Longtemps j'en ai rêvé; repartir à zéro... Commencer une nouvelle vie.

J'ai passé 30 ans à travailler dans le domaine de l'énergie. J'y ai eu 3 ans de gloire. Jusqu'au jour où, stress aidant, j'ai décompensé. C'était à Saint-Laurent-Des-Eaux. Je me rappelle de ce moment et de sa bizarrerie comme si c'était hier.

Après un épisode en hopital psychiatrique à la demande du préfet du Loiret (HO), j'ai essayé de reprendre mon métier de chef de chantier en centrales nucléaires.

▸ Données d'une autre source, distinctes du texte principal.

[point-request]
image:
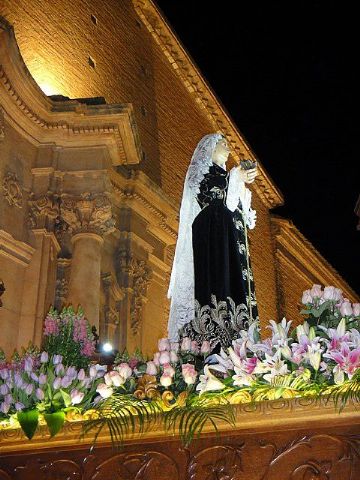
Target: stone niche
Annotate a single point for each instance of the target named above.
(78, 225)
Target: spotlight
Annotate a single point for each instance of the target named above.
(107, 347)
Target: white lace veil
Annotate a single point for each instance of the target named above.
(181, 287)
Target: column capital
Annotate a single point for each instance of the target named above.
(87, 213)
(43, 211)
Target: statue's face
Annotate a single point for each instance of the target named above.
(221, 152)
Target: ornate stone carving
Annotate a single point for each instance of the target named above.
(111, 318)
(12, 190)
(90, 212)
(43, 211)
(142, 466)
(219, 462)
(62, 282)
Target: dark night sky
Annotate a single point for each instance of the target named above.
(285, 73)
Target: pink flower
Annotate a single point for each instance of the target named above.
(173, 357)
(51, 326)
(104, 390)
(114, 378)
(316, 291)
(189, 373)
(194, 347)
(348, 360)
(4, 389)
(249, 365)
(205, 347)
(185, 344)
(39, 394)
(57, 359)
(332, 293)
(88, 348)
(29, 389)
(124, 370)
(356, 309)
(28, 364)
(156, 358)
(174, 346)
(44, 358)
(164, 344)
(151, 368)
(345, 309)
(166, 380)
(66, 382)
(76, 396)
(306, 298)
(57, 383)
(164, 357)
(133, 362)
(168, 370)
(5, 407)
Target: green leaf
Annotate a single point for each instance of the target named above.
(66, 397)
(29, 421)
(54, 421)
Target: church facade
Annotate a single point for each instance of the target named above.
(100, 110)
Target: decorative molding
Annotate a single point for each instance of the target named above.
(12, 190)
(62, 282)
(195, 83)
(43, 211)
(89, 212)
(18, 251)
(136, 276)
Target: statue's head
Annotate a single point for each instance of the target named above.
(221, 151)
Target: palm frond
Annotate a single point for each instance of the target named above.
(122, 415)
(191, 419)
(344, 393)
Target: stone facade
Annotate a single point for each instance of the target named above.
(90, 188)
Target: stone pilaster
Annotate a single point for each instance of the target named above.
(89, 218)
(135, 275)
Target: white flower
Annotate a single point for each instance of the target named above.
(104, 390)
(166, 380)
(209, 382)
(114, 378)
(242, 378)
(339, 376)
(124, 370)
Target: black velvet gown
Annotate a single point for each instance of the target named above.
(224, 284)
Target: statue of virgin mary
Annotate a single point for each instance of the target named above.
(211, 286)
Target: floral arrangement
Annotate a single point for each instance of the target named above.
(183, 382)
(69, 334)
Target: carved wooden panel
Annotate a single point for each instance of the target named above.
(282, 455)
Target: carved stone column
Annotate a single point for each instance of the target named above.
(89, 218)
(134, 276)
(40, 276)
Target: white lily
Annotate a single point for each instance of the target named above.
(208, 382)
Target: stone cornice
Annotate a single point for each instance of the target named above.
(195, 83)
(68, 123)
(293, 244)
(278, 415)
(18, 251)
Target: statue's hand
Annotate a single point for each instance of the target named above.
(248, 176)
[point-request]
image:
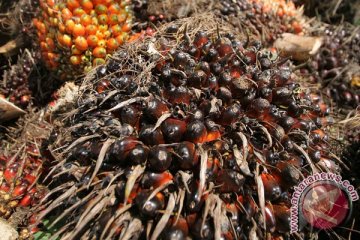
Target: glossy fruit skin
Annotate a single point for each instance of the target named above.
(200, 158)
(149, 208)
(186, 155)
(78, 34)
(159, 159)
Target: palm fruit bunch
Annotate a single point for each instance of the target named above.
(14, 83)
(337, 65)
(268, 19)
(21, 164)
(15, 80)
(187, 134)
(75, 35)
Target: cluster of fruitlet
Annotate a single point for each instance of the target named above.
(336, 65)
(21, 165)
(263, 18)
(187, 138)
(76, 35)
(15, 86)
(19, 190)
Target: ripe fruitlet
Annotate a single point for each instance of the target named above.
(192, 136)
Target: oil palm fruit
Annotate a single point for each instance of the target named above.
(171, 141)
(75, 35)
(21, 165)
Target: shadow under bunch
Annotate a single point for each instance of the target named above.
(185, 135)
(264, 19)
(337, 65)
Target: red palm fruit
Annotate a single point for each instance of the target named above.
(194, 200)
(149, 208)
(138, 155)
(186, 155)
(25, 201)
(150, 136)
(20, 189)
(196, 132)
(10, 173)
(271, 187)
(287, 175)
(154, 180)
(230, 114)
(159, 159)
(82, 19)
(202, 230)
(201, 39)
(318, 135)
(258, 108)
(229, 181)
(247, 206)
(173, 130)
(224, 49)
(155, 109)
(130, 115)
(270, 219)
(178, 95)
(120, 149)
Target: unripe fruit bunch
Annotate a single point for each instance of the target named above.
(185, 140)
(75, 35)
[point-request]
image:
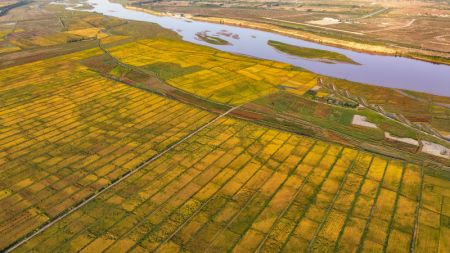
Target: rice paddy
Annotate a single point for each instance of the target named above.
(239, 187)
(201, 182)
(223, 77)
(67, 132)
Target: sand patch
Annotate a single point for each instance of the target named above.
(325, 21)
(411, 141)
(435, 149)
(362, 121)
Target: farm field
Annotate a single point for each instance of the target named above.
(67, 132)
(239, 187)
(211, 74)
(118, 136)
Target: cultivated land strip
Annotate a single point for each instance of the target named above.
(120, 179)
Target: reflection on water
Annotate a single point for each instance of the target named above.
(388, 71)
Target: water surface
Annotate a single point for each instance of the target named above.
(387, 71)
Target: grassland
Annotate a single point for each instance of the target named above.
(310, 53)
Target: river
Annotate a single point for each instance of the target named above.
(387, 71)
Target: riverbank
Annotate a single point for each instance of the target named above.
(345, 44)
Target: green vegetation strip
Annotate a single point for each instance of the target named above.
(310, 53)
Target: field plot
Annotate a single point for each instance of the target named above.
(218, 76)
(66, 132)
(239, 187)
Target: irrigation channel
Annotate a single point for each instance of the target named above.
(387, 71)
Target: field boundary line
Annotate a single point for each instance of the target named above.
(395, 208)
(412, 248)
(372, 211)
(349, 213)
(125, 176)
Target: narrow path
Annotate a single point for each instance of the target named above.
(372, 13)
(120, 179)
(394, 27)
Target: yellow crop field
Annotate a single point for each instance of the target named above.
(67, 132)
(92, 164)
(222, 77)
(209, 194)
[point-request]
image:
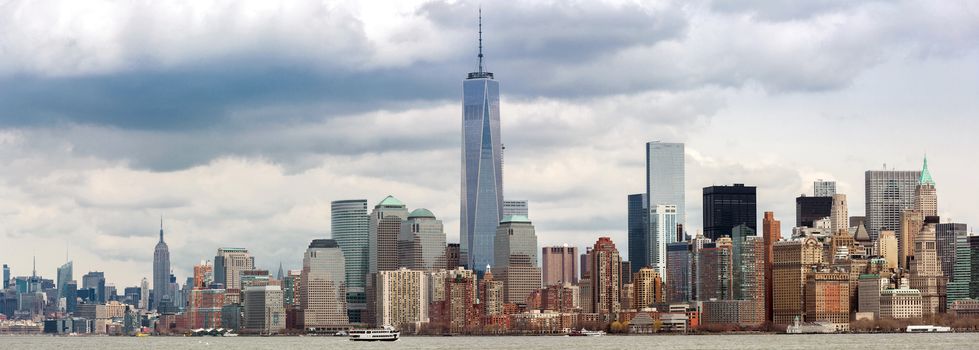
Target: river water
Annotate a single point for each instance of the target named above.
(700, 342)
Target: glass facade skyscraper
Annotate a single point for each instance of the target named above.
(482, 167)
(665, 177)
(350, 228)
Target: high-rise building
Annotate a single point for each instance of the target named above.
(678, 267)
(839, 214)
(161, 270)
(726, 207)
(516, 207)
(887, 194)
(400, 298)
(926, 270)
(606, 279)
(350, 225)
(560, 265)
(828, 299)
(64, 276)
(810, 209)
(95, 280)
(648, 286)
(946, 235)
(771, 232)
(516, 258)
(792, 260)
(662, 230)
(228, 265)
(421, 243)
(323, 291)
(638, 230)
(264, 311)
(822, 188)
(482, 166)
(385, 227)
(887, 248)
(665, 177)
(925, 195)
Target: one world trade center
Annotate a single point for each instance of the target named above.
(482, 166)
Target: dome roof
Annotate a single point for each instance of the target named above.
(421, 213)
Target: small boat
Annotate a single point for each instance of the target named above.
(387, 333)
(927, 329)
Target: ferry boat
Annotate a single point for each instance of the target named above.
(387, 333)
(927, 329)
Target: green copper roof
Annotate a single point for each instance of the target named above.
(390, 201)
(515, 218)
(421, 213)
(925, 175)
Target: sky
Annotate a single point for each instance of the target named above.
(238, 122)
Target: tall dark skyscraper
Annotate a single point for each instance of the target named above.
(809, 209)
(482, 165)
(638, 231)
(161, 269)
(729, 206)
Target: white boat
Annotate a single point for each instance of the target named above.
(927, 329)
(387, 333)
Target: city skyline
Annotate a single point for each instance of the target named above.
(103, 197)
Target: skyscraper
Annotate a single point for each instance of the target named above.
(560, 265)
(662, 230)
(516, 258)
(665, 177)
(887, 194)
(726, 207)
(323, 291)
(482, 165)
(821, 188)
(810, 209)
(161, 270)
(421, 243)
(638, 231)
(350, 225)
(839, 214)
(384, 229)
(771, 232)
(606, 279)
(516, 207)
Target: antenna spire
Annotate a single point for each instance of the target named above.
(480, 39)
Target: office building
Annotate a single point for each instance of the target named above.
(726, 207)
(516, 258)
(638, 230)
(810, 209)
(516, 207)
(161, 271)
(792, 260)
(560, 265)
(228, 265)
(482, 166)
(662, 230)
(828, 299)
(665, 177)
(264, 311)
(350, 226)
(384, 229)
(605, 279)
(945, 238)
(771, 233)
(822, 188)
(839, 214)
(421, 243)
(323, 291)
(400, 298)
(888, 193)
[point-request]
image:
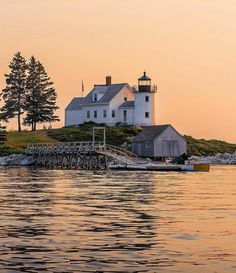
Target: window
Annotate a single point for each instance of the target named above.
(95, 97)
(95, 114)
(125, 115)
(104, 113)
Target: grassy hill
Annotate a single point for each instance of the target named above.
(122, 135)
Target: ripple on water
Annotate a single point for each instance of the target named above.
(74, 221)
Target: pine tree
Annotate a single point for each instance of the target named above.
(14, 93)
(41, 96)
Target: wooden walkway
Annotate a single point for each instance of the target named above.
(78, 155)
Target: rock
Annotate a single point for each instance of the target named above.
(17, 160)
(225, 158)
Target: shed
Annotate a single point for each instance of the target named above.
(158, 142)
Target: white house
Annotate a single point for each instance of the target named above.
(115, 103)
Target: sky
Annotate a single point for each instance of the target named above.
(187, 47)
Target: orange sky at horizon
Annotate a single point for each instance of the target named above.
(187, 47)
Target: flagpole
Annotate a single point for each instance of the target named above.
(82, 88)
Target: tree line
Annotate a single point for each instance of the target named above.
(29, 94)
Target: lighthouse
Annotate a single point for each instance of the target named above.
(145, 102)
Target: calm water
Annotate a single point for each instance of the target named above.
(74, 221)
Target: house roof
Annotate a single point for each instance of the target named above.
(144, 77)
(75, 104)
(110, 91)
(149, 133)
(127, 104)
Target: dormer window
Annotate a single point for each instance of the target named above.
(95, 97)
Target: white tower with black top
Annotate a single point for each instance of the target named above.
(145, 102)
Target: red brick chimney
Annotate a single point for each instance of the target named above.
(108, 80)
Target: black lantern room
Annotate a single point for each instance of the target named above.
(144, 83)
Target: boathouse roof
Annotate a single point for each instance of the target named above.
(149, 133)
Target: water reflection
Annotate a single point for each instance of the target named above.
(73, 221)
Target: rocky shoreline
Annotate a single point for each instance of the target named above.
(225, 159)
(26, 160)
(16, 160)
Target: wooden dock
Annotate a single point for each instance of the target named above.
(78, 155)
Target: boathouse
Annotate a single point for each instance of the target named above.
(159, 142)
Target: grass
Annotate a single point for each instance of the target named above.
(202, 147)
(120, 135)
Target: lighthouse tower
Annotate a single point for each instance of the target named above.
(145, 102)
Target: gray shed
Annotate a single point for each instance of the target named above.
(158, 142)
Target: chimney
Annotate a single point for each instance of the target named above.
(108, 80)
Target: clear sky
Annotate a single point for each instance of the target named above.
(187, 47)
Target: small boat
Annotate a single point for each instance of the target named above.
(196, 167)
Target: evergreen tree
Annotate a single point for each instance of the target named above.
(14, 93)
(41, 96)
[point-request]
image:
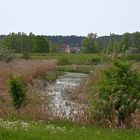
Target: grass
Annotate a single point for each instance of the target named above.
(76, 68)
(64, 131)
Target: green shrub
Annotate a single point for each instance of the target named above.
(133, 57)
(26, 55)
(17, 90)
(63, 61)
(119, 93)
(6, 55)
(95, 61)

Je n'y suis pas arrivé.

Les années suivantes,  j'ai été reclassé dans des travaux de moindre importance et moins bien payés.

Pendant presque 20 ans, répondant à l'insulte de "Malade mental", j'ai dû subir un chef de service malveillant qui cherchait à tous prix à me foutre dehors.  Mais, là,  j'ai tenu. Sans statut d'invalidité particulier, j'ai résisté.

Quand il est enfin parti à la retraite, son remplaçant m'a donné une chance en me nommant contrôleur technique. De ce job, aussi, j'ai vite fait le tour. Job à la con où j'étais devenu " cocheur de cases " , un bureaucrate inutile ou presque.

Puis sont venus les interrogations et les scrupules - un autre conflit de loyauté - vis à vis de moi-même (de mon métier) et des générations futures (mes valeurs). Une autre " schizophrénie ".



Il y avait longtemps que je ne trouvais plus de motivation pour aller travailler tous les matins et ce fut de pire en pire.
Les dernières années de boulot, tellement il était devenu ennuyeux et monotone, furent extrêmement douloureuses pour, au final, déboucher sur un ultime bore/burn-out puis une nouvelle décompensation.

Début 2017, me voyant incapable de reprendre mon job, mon psychiatre me proposa un statut d'invalidité. Comme la pension représentait la moitié de mon salaire et qu'elle était complétée par une rente (assurance) j'ai  accepté.

Sans avoir le souci du travail, une nouvelle vie allait commencer pour moi et, même si la psychose est toujours là,  je me soigne.